19. Yüzyılda, ırkçı akımlar burada karşılaşıyor, panslavizm ve pangermanizm baskıları yine burada toplanıyordu . 1912’de yaşanan Balkan Savaşı neticesinde Türk hakimiyeti yirmidört bin kilometrekarelik Doğu Trakya bölgesi hariç, Balkanlarda sona ermişti. Ancak daha Türkler ayaklarını Balkan topraklarından çekmeden, Türk’e karşı müttefik olanlar, birbirleri ile kapıştılar, sonrasında da 1914’de Saraybosna’da gerçekleşen suikast, Birinci Dünya Savaşı’nın çıkmasına neden oldu. Bu savaş sonucu milyonlarca insan öldü ve milyarlarca servet heba olup gitti.

Kendisi de bir Balkanlı olan Mustafa Kemal Atatürk, bu süreci bizzat yaşamış ve çekilen acıları görmüştü. Bu nedenle, Balkanlar’da barışın kurulmasını ve korunmasını amaç edinen Balkan Birliği’nin hararetli bir savunucusu idi. Böyle olduğu içinde Ankara’da yapılan bir Balkanlararası toplantı da “… unutmayalım ki; Balkan milletlerinin ataları birbirlerinin hısımları idiler. Bu milletler yüzyıllar boyunca birlikte yaşadılar. Biz Balkan Birliği’ni tarihi tekamülün tabii bir neticesi olarak kabul etmeliyiz.” demiştir.

Balkan Birliği’nin ilk konferansı Ekim 1930’da Atina’da toplandı. Bu toplantıya, Bulgaristan, Arnavutluk, Yunanistan, Yugoslavya, Romanya ve Türkiye katılmıştı. Bu toplantının tarihsel büyük bir önemi vardı. Çünkü Balkanlar yüzyıllar boyunca birbirlerine karşı dini, milli ve diğer düşmanca hislerle dolu olan milletlerin yaşadıkları bir bölge olarak tanınmış veya tanıtılmıştı. Şimdi bu bölge milletleri, aralarında işbirliği etmek için ilk defa olarak bir araya gelmişti. Bu günümüze kadar gelen Avrupa Birliği yapısının oluşmasına da fikir ve cesaret verici bir örnek oldu.
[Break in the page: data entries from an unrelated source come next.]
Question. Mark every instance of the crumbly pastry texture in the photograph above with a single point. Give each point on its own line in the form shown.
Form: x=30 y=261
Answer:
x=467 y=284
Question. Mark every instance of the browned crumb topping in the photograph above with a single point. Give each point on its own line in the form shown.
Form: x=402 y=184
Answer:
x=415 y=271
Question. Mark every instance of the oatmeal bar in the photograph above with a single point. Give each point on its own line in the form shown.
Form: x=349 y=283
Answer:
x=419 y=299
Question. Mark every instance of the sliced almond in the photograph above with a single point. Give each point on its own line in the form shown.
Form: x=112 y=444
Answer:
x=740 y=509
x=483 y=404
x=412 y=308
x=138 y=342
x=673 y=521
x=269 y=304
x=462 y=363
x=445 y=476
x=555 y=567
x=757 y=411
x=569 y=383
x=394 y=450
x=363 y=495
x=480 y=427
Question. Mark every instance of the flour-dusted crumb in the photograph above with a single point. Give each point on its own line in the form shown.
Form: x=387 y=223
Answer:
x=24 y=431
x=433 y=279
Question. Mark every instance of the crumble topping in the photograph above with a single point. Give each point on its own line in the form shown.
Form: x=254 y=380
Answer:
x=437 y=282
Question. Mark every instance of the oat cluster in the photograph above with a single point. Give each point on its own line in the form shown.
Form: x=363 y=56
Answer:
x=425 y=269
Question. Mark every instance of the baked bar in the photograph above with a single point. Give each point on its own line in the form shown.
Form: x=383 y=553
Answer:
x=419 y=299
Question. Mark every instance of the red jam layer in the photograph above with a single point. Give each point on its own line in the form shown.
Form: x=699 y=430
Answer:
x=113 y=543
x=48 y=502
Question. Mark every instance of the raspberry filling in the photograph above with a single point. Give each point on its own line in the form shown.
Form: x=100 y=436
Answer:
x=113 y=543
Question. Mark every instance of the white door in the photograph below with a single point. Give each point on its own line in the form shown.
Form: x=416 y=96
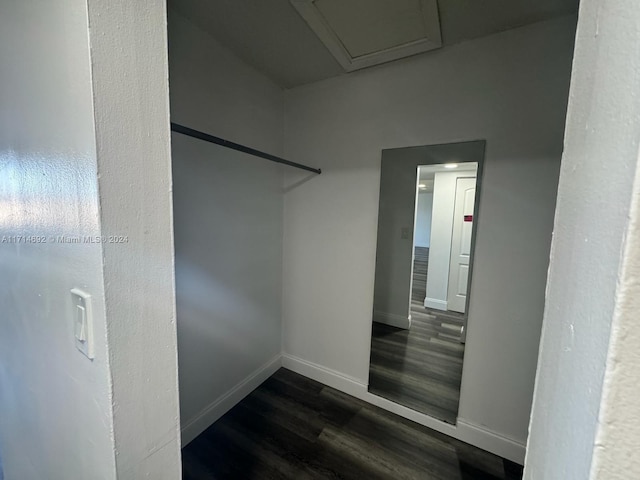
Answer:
x=461 y=244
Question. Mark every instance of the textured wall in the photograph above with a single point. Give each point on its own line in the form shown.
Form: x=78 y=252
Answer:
x=55 y=404
x=587 y=289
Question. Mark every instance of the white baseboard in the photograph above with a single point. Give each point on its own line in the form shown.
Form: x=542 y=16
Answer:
x=435 y=303
x=491 y=441
x=464 y=430
x=392 y=319
x=212 y=412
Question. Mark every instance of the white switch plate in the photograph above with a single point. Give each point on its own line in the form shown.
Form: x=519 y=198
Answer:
x=82 y=317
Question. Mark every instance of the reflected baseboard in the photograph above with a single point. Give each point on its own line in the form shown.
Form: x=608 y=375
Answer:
x=465 y=430
x=392 y=319
x=435 y=304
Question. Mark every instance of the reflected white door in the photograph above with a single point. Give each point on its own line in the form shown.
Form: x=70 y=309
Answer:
x=461 y=244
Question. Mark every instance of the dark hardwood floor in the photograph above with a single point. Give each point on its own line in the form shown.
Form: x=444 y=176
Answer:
x=294 y=428
x=420 y=368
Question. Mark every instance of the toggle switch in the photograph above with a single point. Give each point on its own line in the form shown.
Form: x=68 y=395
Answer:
x=83 y=322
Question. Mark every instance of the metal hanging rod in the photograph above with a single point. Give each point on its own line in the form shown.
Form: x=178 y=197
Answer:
x=240 y=148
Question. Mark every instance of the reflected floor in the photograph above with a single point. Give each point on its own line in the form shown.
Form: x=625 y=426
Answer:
x=294 y=428
x=420 y=368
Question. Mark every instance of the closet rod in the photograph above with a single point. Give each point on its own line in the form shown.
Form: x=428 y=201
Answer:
x=236 y=146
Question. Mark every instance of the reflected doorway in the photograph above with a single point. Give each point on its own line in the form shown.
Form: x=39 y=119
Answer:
x=423 y=275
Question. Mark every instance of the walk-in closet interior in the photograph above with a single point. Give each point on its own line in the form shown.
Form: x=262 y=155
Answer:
x=371 y=307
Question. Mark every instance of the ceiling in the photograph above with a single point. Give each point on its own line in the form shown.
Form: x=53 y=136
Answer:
x=271 y=35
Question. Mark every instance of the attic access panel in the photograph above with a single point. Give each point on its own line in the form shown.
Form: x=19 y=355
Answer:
x=363 y=33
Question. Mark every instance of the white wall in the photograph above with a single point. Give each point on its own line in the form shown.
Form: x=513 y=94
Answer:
x=228 y=226
x=423 y=219
x=586 y=399
x=444 y=200
x=55 y=404
x=510 y=89
x=131 y=108
x=79 y=129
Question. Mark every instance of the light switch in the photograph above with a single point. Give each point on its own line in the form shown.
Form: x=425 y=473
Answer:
x=82 y=322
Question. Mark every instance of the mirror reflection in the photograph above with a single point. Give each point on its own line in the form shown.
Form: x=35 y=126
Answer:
x=426 y=229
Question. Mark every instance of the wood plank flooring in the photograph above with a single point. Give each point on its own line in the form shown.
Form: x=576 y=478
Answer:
x=294 y=428
x=420 y=368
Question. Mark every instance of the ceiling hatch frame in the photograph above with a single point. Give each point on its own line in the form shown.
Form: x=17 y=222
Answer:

Balkan Birliği’ni oluşturan devletlerin aldığı ilke kararlarının aslında günümüzde de karşılıklı olarak sürdürülen dış politikaların yüzeysel(!) çerçevesini oluşturduğunu rahatlıkla söyleyebiliriz.
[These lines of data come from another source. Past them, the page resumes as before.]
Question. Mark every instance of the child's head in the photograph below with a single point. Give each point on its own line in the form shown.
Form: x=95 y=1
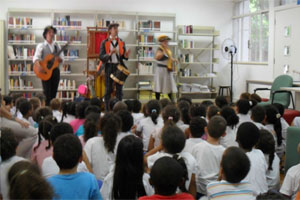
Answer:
x=26 y=109
x=197 y=127
x=35 y=102
x=91 y=126
x=184 y=107
x=171 y=113
x=173 y=139
x=127 y=120
x=216 y=127
x=8 y=144
x=26 y=182
x=235 y=165
x=247 y=135
x=230 y=116
x=67 y=151
x=153 y=108
x=266 y=144
x=273 y=117
x=60 y=129
x=221 y=101
x=212 y=111
x=166 y=175
x=197 y=110
x=55 y=104
x=110 y=125
x=129 y=163
x=136 y=106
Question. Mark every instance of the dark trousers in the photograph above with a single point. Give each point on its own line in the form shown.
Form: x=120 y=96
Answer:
x=50 y=86
x=110 y=69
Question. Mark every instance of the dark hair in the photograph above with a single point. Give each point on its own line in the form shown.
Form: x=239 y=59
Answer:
x=247 y=135
x=197 y=110
x=47 y=29
x=91 y=126
x=136 y=106
x=44 y=130
x=216 y=127
x=41 y=113
x=184 y=108
x=129 y=104
x=273 y=117
x=153 y=109
x=235 y=164
x=110 y=125
x=244 y=106
x=26 y=182
x=25 y=107
x=230 y=116
x=171 y=111
x=60 y=129
x=8 y=99
x=129 y=169
x=127 y=120
x=212 y=111
x=258 y=114
x=166 y=175
x=8 y=144
x=173 y=139
x=80 y=109
x=67 y=151
x=221 y=101
x=266 y=144
x=197 y=127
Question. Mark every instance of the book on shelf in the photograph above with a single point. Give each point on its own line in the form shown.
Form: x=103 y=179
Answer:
x=20 y=22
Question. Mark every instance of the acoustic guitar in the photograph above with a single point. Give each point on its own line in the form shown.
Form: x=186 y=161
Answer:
x=48 y=64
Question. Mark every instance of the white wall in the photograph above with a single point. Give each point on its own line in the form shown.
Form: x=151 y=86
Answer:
x=216 y=13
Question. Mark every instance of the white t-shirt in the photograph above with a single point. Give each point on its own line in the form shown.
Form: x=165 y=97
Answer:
x=4 y=169
x=273 y=176
x=106 y=189
x=50 y=168
x=229 y=139
x=290 y=185
x=101 y=160
x=257 y=175
x=146 y=127
x=189 y=160
x=190 y=143
x=208 y=157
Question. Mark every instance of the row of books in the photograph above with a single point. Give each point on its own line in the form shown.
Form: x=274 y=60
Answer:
x=20 y=67
x=20 y=21
x=66 y=21
x=187 y=43
x=26 y=37
x=106 y=22
x=146 y=38
x=186 y=58
x=62 y=36
x=18 y=83
x=146 y=52
x=149 y=24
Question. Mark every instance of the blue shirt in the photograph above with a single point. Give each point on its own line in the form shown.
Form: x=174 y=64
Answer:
x=81 y=185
Balkan devletleri bu birlik kapsamında; doğrudan doğruya görüşme, anlaşma ve sistematik bir işbirliği yolu ile müşterek uygarlık unsurlarını bir araya getirmek sureti ile aralarındaki barış bağlarını kuvvetlendirmek istemişlerdir. Ayrıca küresel yakınlaşma, iktisadi yakınlaşma, her türlü ulaştırma ilişkilerinin geliştirilmesi, sosyal politikalar alanında işbirliğine gidilmesi hedeflerin belli başlı olanlarıdır.

Balkan Paktı, 09 Şubat 1934’te Atina’da imzalanmıştır. Ancak bu anlaşma, Balkan ülkelerinde ve Balkanlar üzerinde emperyalist amaçları bulunan İngiltere, Rusya, İtalya başta olmak üzere bir çok Batı ülkesinde tepkiyle karşılanmıştır. Bu Birinci Balkan Birliği’nin sürecidir. Bundan sonra İkinci Dünya Savaşı’na müteakip 1954 yılında Yugoslavya, Yunanistan ve Türkiye arasında İkinci Balkan Birliği kurulmuştur. 1934’e nazaran 1954’te farklı bir dünya ve uluslararası konjonktür vardır. Avrupa ideolojik olarak bir duvarla ve dolayısıyla Balkanlar’da ikiye bölünmüştür. Sovyet Rusya’nın farklı emelleri ve talepleri Balkanlar’ı da karıştırmıştır.